Chemin de la couleuvre. L’adresse est peu engageante. A dix minutes de la sortie d’autoroute Narbonne-est, la route de Gruissan laisse s’échapper un petit ruban d’asphalte qui n’indique rien d’autre que le fameux chemin et prend tout de suite un dénivelé pour cycliste chevronné. Exit la plaine, ça grimpe sévère. Et puis ça tourne, du lacet, de l’épingle à cheveux en veux tu en voilà, les pins se font rares, les falaises et les précipices s’affirment, bienvenue dans La Clape. Pas une maison sur les cinq kilomètres qui séparent le domaine de Pech Redon de la route en contrebas, pas un panneau indicatif non plus jusqu’aux deux colonnes de pierre, perdues dans la garrigue, sans portail, sans plus de clôture, elles marquent l’entrée du vignoble de façon un peu incongrue. La couleuvre a du renoncer et on la comprend, les vignes, elles, se lovent entre trois falaises, délimitant autant de vallons, et continuent de grimper doucement pour atteindre le sommet du massif.

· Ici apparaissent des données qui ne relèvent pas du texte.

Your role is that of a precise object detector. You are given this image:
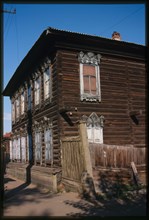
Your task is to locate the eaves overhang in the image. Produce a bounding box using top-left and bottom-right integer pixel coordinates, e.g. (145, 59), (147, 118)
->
(3, 27), (146, 96)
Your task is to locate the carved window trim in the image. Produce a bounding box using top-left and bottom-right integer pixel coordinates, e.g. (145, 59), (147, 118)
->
(43, 66), (52, 101)
(78, 51), (101, 102)
(82, 112), (104, 144)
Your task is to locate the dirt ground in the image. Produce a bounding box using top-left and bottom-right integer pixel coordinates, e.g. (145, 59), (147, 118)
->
(4, 174), (146, 217)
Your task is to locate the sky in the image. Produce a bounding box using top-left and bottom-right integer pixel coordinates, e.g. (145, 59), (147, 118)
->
(3, 4), (145, 133)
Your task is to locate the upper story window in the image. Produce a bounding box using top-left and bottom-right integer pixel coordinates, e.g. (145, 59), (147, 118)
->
(44, 128), (52, 161)
(34, 77), (41, 105)
(78, 52), (101, 101)
(44, 67), (52, 100)
(21, 91), (25, 115)
(11, 101), (15, 122)
(16, 96), (20, 118)
(35, 130), (42, 161)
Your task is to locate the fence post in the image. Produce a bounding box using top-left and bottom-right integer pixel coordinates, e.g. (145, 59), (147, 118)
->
(79, 120), (93, 178)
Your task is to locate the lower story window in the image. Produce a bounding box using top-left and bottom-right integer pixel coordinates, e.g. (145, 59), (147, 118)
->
(44, 128), (52, 162)
(35, 132), (42, 162)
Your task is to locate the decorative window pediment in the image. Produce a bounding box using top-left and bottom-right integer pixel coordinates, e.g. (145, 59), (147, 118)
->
(78, 51), (101, 65)
(82, 112), (104, 144)
(78, 51), (101, 102)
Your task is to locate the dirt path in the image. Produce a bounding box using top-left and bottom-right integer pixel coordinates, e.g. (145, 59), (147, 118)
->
(4, 175), (146, 217)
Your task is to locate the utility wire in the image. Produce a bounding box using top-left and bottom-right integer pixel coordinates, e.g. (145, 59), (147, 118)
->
(15, 9), (20, 64)
(101, 7), (143, 34)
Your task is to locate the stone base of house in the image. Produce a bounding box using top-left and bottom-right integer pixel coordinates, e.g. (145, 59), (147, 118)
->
(6, 162), (61, 192)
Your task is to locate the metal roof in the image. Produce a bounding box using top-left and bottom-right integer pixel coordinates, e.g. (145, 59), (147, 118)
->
(3, 27), (145, 96)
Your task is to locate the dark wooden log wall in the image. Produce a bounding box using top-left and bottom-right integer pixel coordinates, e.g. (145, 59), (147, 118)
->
(57, 50), (145, 147)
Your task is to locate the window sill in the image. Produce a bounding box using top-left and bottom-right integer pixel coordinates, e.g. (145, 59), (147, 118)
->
(81, 95), (101, 102)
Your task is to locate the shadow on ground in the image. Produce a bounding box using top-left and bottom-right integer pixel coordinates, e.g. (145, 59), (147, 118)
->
(65, 175), (147, 217)
(4, 178), (53, 209)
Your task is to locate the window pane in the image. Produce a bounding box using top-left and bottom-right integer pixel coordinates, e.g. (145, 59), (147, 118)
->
(90, 77), (96, 95)
(83, 76), (90, 93)
(83, 64), (96, 76)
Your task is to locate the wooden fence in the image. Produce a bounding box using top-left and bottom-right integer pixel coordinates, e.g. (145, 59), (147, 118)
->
(89, 143), (146, 168)
(61, 137), (85, 182)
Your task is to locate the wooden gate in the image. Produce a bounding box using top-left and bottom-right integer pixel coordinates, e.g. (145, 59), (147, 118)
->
(61, 137), (85, 182)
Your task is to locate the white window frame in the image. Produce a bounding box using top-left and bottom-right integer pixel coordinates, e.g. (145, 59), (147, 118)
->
(35, 131), (42, 163)
(27, 85), (32, 110)
(16, 137), (21, 161)
(15, 96), (20, 118)
(9, 140), (13, 161)
(21, 136), (26, 162)
(11, 101), (15, 122)
(80, 63), (101, 101)
(34, 77), (41, 105)
(21, 91), (25, 115)
(44, 67), (52, 100)
(78, 51), (101, 102)
(44, 128), (52, 162)
(12, 139), (17, 160)
(82, 112), (104, 144)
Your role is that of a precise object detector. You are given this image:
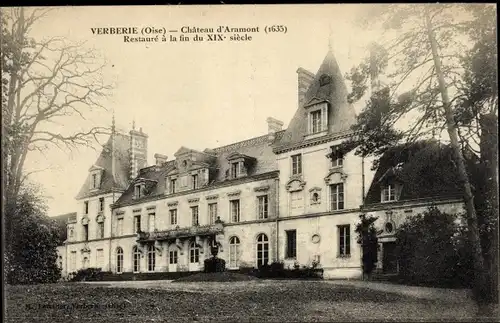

Deux cent mètres plus bas, la Méditerranée dessine un horizon parfait et spectaculaire. « Ce qui m’a plu la première fois que je suis arrivé ici, c’est cette cassure entre la plaine narbonnaise, ses roseaux, ses rizières et cet univers de pierres et de garrigue, ces éperons rocheux qui encerclent le site, et puis les vignes étaient déjà belles. Le propriétaire d’alors était un visionnaire, un grand homme du négoce, l’un des fondateurs du Val d’Orbieu, monsieur Demolombe. Il avait planté des syrah, mourvèdre, grenache et cinsault. Il était très malade et parlait à l’aide d’une machine, il m’avait dit c’est un terroir difficile, mais c’est un grand terroir ». De fait, ce vignoble là cumule deux caractères uniques : c’est le plus littoral et le plus sec du Languedoc, on qualifie même son climat de semi-désertique, il reçoit moins de 500 millimètres d’eau par an, soit la moitié de la ration régionale. Là dessus souffle le Cers, un vigoureux déboulant du Nord, il permet à La Clape de décrocher le record d’ensoleillement du Languedoc. On comprend qu’ici les entrées maritimes sont précieuses et déssoiffent toute la flore, vignes comprises.

Le jeune vigneron le savait-il, à peine sorti de ses études, en 1988, lorsqu’il tente l’aventure ? « Je suis né et j’ai grandi à Jonquières, dans la même rue qu’Olivier Jullien (du célèbre Mas languedocien éponyme, Ndlr) mon meilleur ami, mon père était viticulteur et même plus, quarante années d’engagement dans diverses structures syndicales. J’aime la vigne et j’ai grandi dedans, elle est omniprésente dans ma vie depuis ma naissance. Tout simplement il n’y avait pas de parcelles à vendre chez nous et ici, complètement isolés, 45 hectares dont dix d’un seul tenant ».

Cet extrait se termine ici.